VGG16 fine tuning: low accuracy


(damien ng) #21

change it to python 2. My guess is keras has a problem with python 3.


(damien ng) #22

I tried with python 2. It is right for a moment then it come back just like python 3. It drives me crazy. I don’t know if they store model as cache or not but the different run fit_generator my loss is from 0.3 jump to 8.0.


#23

Hi,

I seem to have a similar issue with the cats&dogs VGG16 fine-tuning…

I use python3 with keras2 and tensorflow. I use the keras VGG model, which is built with the functional API instead of the Sequential.

First I instantiate the full VGG and replaced the final layer with a Dense(2). Training worked fine. But when I tried to re-train all dense layers the accuracy collapsed to 50%.

I thought that there is something, which I do not understand, and that prevents re-training of provided layers. So I instantiated only the conv part, and added the full dense part. But again re-training the last dense layer works, but re-training e.g. the last two dense layers lets the accuracy collapse.

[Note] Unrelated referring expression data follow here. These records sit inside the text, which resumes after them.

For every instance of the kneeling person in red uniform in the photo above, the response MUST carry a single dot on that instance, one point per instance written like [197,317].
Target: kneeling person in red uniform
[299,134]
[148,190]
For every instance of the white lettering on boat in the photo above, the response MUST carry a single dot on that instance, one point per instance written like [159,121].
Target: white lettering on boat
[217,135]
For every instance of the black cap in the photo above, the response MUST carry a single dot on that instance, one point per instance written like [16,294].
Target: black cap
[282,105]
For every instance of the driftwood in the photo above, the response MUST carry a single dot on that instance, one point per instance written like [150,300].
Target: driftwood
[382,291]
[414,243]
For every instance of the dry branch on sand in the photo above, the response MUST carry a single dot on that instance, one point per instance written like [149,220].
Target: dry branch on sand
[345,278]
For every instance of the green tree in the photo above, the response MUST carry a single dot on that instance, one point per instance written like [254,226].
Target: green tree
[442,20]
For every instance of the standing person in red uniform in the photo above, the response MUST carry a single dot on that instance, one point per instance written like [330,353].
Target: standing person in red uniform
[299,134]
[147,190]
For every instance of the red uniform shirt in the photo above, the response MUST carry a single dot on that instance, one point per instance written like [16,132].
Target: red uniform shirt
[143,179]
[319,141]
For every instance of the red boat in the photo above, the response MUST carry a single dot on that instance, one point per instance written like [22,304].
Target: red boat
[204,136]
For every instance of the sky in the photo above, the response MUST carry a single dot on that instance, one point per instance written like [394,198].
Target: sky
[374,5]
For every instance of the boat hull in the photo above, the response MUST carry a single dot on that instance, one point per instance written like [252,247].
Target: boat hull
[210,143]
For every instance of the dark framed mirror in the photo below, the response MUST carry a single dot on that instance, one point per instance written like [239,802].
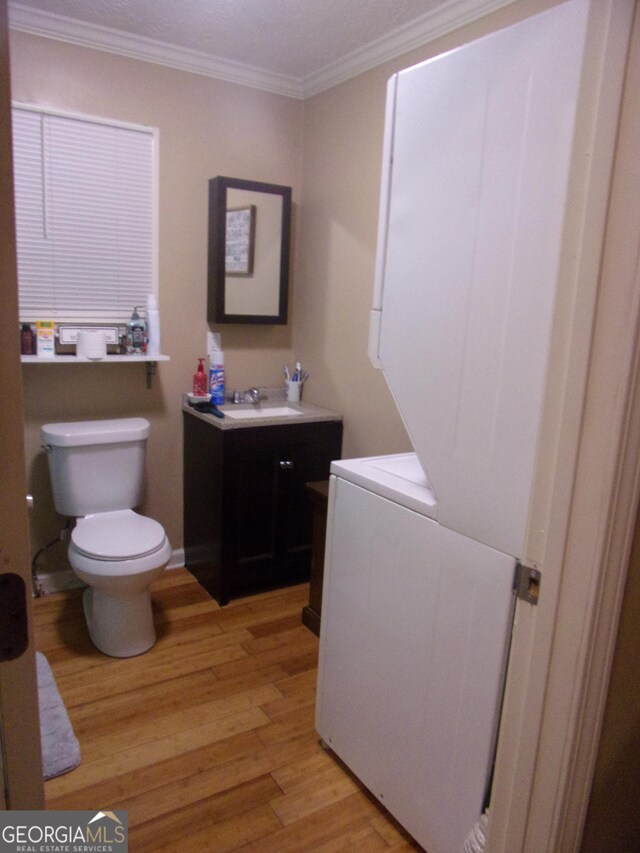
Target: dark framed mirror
[249,236]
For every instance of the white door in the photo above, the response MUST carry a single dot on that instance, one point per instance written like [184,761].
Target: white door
[19,723]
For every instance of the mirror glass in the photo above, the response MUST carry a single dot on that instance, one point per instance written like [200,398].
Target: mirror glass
[249,232]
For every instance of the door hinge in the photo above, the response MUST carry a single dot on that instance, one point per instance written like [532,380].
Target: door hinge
[527,583]
[14,636]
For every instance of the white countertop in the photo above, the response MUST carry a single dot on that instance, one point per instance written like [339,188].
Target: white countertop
[305,413]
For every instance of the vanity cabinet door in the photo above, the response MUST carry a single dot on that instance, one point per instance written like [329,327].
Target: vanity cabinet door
[248,517]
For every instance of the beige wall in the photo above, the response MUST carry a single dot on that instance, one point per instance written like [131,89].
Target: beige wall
[329,150]
[343,129]
[206,128]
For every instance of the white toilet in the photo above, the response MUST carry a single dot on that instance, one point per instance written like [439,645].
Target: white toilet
[97,473]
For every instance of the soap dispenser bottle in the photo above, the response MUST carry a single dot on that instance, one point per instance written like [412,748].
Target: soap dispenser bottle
[200,381]
[136,334]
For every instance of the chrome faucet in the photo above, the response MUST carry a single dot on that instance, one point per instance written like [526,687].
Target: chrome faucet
[251,395]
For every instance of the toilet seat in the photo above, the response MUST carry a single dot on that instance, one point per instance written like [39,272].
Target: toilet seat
[117,536]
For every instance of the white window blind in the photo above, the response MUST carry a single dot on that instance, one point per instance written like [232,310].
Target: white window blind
[85,216]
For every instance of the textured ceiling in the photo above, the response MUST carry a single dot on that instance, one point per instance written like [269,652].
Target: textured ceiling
[291,37]
[295,47]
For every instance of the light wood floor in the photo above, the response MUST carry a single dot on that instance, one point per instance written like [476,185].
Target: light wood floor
[208,739]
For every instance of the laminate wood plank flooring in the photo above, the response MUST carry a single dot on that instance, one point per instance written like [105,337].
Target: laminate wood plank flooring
[208,740]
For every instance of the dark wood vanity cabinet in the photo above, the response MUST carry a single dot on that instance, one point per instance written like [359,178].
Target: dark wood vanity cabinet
[247,514]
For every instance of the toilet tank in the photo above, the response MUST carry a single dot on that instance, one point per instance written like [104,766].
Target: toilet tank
[96,466]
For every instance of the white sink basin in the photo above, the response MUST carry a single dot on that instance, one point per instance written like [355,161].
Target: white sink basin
[260,412]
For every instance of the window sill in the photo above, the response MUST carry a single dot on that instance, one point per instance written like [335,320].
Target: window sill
[148,360]
[74,359]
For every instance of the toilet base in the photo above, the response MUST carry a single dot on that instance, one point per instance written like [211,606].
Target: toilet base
[119,627]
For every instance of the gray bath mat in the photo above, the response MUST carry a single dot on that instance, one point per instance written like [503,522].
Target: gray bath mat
[60,747]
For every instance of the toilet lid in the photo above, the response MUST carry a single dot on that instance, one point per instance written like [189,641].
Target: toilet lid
[119,535]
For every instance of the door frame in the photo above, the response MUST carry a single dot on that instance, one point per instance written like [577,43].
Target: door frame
[21,760]
[563,648]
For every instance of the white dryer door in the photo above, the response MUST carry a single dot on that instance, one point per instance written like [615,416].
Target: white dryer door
[415,628]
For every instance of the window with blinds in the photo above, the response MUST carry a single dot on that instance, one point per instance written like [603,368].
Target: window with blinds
[86,216]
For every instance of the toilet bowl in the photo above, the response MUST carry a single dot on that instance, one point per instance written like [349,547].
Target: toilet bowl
[119,555]
[96,476]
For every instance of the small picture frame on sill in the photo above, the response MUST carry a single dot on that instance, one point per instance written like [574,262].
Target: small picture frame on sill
[240,240]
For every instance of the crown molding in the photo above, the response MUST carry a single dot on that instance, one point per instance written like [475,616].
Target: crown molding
[436,23]
[440,21]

I already tried small/big learning rates, and the Adam optimizer. I’m completely out of ideas.

Here my final code. Change a singe character and it works:
[:-2] -> [:-1] for setting the final layers learnable

%matplotlib inline
 import os
 from importlib import reload
 import utils3; reload(utils3)
 from utils3 import *

 import tensorflow as tf
 import keras.backend.tensorflow_backend as ktf
 def set_session_options(**kwargs):
    gpu_options = tf.GPUOptions(**kwargs)
    ktf.set_session(tf.Session(config=tf.ConfigProto(gpu_options=gpu_options)))
 set_session_options(allow_growth=True)

 path = "data/dogscats/"
 model_path = path + 'models/'
 if not os.path.exists(model_path): os.mkdir(model_path)

 batch_size=64

 val_batches = get_batches(path+'valid', shuffle=False, batch_size=batch_size)
 batches = get_batches(path+'train', shuffle=True, batch_size=batch_size)

 val_classes = val_batches.classes
 trn_classes = batches.classes
 val_labels = onehot(val_classes)
 trn_labels = onehot(trn_classes)

 opt = RMSprop(lr=0.1)
 def fit_model(model, batches, val_batches, nb_epoch=1):
  model.fit_generator(batches, steps_per_epoch=ceil(batches.n / batches.batch_size),
                      epochs=nb_epoch, 
                      validation_data=val_batches,
                      validation_steps=ceil(val_batches.n / val_batches.batch_size))

 opt = RMSprop(lr=0.1)
#opt = Adam(lr=0.00001)

 from keras.applications.vgg16 import VGG16
 model = VGG16(include_top=False, input_shape=(224, 224, 3))

 flatten = Flatten()
 x = flatten(model.output)
 x = Dense(4096, activation='relu')(x)
 x = Dense(4096, activation='relu')(x)
 x = Dense(2, activation='softmax')(x)
 model = Model(inputs=model.input, outputs=x)

 for layer in model.layers:
  layer.trainable=False
 for layer in model.layers[-2:]:
  layer.trainable=True

 model.compile(optimizer=opt, loss='categorical_crossentropy', metrics=['accuracy'])

 model.load_weights(model_path+'finetune1.h5')

 fit_model(model, batches, val_batches, 2)

#24

OK, I found the solution, at least in my case.

First you need to compile after setting trainable. I think I read the opposite in one of Jeremy’s notebooks. But maybe it was different with keras1.

Second this well trained model is still quite sensitive. I had to include the dropouts, AND reduce the learning rate. For Adam 1e-4 for training 2 dense layers, and 1e-5 for 3 dense layers.

That’s it. Hope it helps you too.


(houda kaddioui) #25

Hi, follow up question. is the position of the dropout important? Like would the dropout come between the two dense or after the dense and before the softmax?
Thanks!